Space is big. Really big. You just won’t believe how vastly hugely mind-bogglingly big it is. I mean, you may think it’s a long way down the road to the chemist, but that’s just peanuts to space.

- Douglas Adams, from The Hitchhiker’s Guide To The Galaxy

Yes, I am quoting Douglas Adams again.  And I’ll keep doing it too.  He had a particularly obtuse view on life as a human on this planet and it is a view that we would all do well to keep in mind.
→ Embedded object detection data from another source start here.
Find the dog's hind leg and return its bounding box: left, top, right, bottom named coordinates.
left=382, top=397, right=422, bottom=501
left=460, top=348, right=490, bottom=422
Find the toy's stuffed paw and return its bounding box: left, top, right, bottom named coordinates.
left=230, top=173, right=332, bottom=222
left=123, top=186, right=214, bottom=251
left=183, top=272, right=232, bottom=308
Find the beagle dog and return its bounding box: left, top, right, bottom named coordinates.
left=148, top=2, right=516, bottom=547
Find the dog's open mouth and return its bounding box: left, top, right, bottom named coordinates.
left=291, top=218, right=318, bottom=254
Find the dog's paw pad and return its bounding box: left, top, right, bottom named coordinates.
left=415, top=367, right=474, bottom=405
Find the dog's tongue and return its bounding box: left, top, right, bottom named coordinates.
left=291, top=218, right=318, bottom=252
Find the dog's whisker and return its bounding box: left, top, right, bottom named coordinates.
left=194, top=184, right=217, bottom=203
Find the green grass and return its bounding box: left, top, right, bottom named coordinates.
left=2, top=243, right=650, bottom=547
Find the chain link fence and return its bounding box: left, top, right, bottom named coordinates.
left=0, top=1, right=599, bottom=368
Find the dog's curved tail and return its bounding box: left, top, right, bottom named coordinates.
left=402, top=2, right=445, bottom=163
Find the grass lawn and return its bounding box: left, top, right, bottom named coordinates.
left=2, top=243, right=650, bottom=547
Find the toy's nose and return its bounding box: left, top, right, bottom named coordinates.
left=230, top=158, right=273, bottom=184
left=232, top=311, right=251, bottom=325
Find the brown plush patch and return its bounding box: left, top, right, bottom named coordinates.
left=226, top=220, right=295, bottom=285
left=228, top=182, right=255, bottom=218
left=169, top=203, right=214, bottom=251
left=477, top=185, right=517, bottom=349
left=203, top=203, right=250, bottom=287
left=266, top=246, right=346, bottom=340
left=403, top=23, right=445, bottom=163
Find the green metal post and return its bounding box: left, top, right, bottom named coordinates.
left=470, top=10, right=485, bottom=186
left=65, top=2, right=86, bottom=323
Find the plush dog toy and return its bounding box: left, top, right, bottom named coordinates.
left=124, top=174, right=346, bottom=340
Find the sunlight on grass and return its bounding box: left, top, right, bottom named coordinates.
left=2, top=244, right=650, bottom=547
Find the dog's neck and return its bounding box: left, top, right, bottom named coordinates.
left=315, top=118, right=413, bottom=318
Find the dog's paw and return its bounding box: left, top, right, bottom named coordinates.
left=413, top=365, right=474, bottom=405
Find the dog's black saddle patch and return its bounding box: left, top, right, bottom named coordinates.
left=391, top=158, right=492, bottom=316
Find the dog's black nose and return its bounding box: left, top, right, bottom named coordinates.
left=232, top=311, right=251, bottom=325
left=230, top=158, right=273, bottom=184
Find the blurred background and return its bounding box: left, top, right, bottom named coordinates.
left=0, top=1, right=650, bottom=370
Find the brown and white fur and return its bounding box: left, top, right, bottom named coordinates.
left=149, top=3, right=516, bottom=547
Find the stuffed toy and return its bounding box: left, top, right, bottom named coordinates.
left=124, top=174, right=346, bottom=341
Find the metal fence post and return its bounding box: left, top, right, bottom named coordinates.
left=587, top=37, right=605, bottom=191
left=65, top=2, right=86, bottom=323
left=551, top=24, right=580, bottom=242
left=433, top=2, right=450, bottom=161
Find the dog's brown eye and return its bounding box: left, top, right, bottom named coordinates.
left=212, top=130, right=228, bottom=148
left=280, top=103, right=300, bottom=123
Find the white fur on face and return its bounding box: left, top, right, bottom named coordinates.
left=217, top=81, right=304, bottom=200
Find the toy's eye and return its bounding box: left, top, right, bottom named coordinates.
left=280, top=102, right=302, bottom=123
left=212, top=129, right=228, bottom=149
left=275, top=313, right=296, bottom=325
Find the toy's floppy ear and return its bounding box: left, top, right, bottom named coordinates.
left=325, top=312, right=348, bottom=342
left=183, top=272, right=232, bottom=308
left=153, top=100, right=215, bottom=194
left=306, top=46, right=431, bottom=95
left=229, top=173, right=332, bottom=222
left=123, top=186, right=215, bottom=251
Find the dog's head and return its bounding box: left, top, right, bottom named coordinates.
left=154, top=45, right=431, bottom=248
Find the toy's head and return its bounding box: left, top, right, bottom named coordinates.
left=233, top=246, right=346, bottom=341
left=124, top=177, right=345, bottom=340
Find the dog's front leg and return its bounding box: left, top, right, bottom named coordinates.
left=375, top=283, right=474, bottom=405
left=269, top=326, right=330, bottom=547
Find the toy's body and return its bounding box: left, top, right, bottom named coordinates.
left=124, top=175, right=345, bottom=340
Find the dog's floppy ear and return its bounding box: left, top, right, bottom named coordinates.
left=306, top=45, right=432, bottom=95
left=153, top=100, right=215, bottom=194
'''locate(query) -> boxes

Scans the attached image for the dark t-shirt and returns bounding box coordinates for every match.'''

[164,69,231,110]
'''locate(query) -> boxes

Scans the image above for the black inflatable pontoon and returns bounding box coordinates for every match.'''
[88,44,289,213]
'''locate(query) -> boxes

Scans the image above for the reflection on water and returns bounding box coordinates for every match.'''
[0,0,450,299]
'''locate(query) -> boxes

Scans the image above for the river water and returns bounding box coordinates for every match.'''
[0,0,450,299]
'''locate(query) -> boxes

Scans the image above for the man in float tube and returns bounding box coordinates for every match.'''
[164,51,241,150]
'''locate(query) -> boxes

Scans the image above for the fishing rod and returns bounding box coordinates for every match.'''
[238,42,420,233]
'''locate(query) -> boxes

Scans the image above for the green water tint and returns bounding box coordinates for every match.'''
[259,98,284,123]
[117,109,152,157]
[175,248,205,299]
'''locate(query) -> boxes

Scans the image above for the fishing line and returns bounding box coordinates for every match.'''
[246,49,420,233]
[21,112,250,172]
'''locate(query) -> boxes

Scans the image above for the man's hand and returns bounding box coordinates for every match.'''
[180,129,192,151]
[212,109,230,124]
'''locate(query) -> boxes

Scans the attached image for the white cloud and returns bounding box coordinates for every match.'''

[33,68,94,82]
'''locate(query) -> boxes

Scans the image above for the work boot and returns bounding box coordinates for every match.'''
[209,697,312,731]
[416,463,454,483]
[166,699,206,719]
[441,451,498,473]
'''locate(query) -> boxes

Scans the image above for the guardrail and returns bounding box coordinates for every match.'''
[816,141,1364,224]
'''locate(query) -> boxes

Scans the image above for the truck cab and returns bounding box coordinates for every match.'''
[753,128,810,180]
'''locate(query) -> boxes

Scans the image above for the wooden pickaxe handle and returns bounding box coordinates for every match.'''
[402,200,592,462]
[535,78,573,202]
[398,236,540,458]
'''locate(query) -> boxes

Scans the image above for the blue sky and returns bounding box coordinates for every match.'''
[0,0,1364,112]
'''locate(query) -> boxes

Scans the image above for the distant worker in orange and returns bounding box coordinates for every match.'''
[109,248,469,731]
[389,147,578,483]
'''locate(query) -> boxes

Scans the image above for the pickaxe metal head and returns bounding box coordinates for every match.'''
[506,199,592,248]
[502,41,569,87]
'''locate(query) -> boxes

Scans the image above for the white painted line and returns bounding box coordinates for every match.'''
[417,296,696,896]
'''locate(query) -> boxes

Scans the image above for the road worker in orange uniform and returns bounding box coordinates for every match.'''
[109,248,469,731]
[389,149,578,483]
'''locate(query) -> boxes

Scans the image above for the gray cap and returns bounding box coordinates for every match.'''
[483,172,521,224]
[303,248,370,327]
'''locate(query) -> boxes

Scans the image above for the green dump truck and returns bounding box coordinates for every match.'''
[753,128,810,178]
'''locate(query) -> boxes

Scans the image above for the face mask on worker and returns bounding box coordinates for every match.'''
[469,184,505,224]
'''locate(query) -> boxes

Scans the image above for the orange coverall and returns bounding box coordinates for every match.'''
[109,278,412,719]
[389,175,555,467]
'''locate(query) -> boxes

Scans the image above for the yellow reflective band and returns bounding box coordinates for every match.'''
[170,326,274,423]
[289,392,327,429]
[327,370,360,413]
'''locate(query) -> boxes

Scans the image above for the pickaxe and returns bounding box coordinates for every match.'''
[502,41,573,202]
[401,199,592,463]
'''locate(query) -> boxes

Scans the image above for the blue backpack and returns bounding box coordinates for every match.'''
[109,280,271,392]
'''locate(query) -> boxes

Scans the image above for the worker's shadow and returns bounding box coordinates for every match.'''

Despite the massive size of “space” we choose, in general, to set our own plane of existence related to the roughly common orbital plane of a modest number of planets and a large number of rocks around the star Sol, which we call “the sun”.  It is in the context of this orbital plane, and the revolution of our planet in it, that I have just completed another trip and have once again returned to the spot (relatively speaking, of course) whence I first began this journey.  Not only that, but it is the 40th such return.

One might consider that we are moving endlessly in circles within circles, rotations within orbits, but whilst the physical journey in 3 dimensions seems pointless, it is the journey in the 4th dimesion of time that brings new horizons.  It is really a nasty paradox bestowed upon us by either some god or evolution or the Flying Spaghetti Monster.  To make the most of the time we have, we need to know what only time will tell.  The balance you make in your own personal version of that equation is what controls your quality of life.

Clearly one of my great learnings in my time is how to wax lyrical about matters philosophical.  But they say you only get out of life what you put in.  So, as I desire “more input” to inspire and challenge my mind, it seems only fair I should provide more output to inspire and challenge the minds of others and it is this I do on this blog.

It has also come to my attention, over the years, that not everyone thinks on the same plane and that, for some, these ramblings may be somewhat obtuse, obscure or just plain weird.  For those people I offer the more oft-quoted remarks befitting this occasion.  Simple?  Yes.  Succinct?  I guess.  Meaningful?  Not half!